Sync tree database table over Apache Kafka

2020-04-19kafka-connect-jdbckafkatestcontainerspostgresql

Showcase on how to eventually sync hierachical data from a source database table towards a sink database table via Apache Kafka in a untainted fashion without intermittently having corrupt content on the sink database table.

UPDATE 2020-05-28

The problem showcased here can be solved also by using the new JDBC Nested Set Sink Connector for Kafka Connect. Check out the following blog post for more details on the JDBC Nested Set Sink Connector :

Showcase of JDBC Nested Set Sink Connector for @confluentinc platform. https://t.co/rGxIk3HPRy
— findinpath (@findinpath) May 26, 2020

Nested Set Model

There are multiple ways of storing and reading hierarchies in a relational database:

adjacency list model: each tuple has a parent id pointing to its parent
nested set model: each tuple has left and right coordinates corresponding to the preordered representation of the tree

Details about the advantages of the nested set model are already very well described in the following article:

https://www.sitepoint.com/hierarchical-data-database/

TLDR As mentioned on Wikipedia

The nested set model is a technique for representing nested sets (also known as trees or hierarchies) in relational databases.
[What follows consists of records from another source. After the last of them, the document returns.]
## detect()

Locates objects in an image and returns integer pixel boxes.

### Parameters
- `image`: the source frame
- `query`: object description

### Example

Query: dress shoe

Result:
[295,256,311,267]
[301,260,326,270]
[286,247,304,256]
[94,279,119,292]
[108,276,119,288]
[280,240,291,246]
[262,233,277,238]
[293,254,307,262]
Syncing nested set models over Apache Kafka

Kafka Connect is an open source component of Apache Kafka which in a nutshell, as described on Confluent blog provides the following functionality for databases:

It enables you to pull data (source) from a database into Kafka, and to push data (sink) from a Kafka topic to a database.

More details about kafka-connect-jdbc connector can be found on the Conflent documentation.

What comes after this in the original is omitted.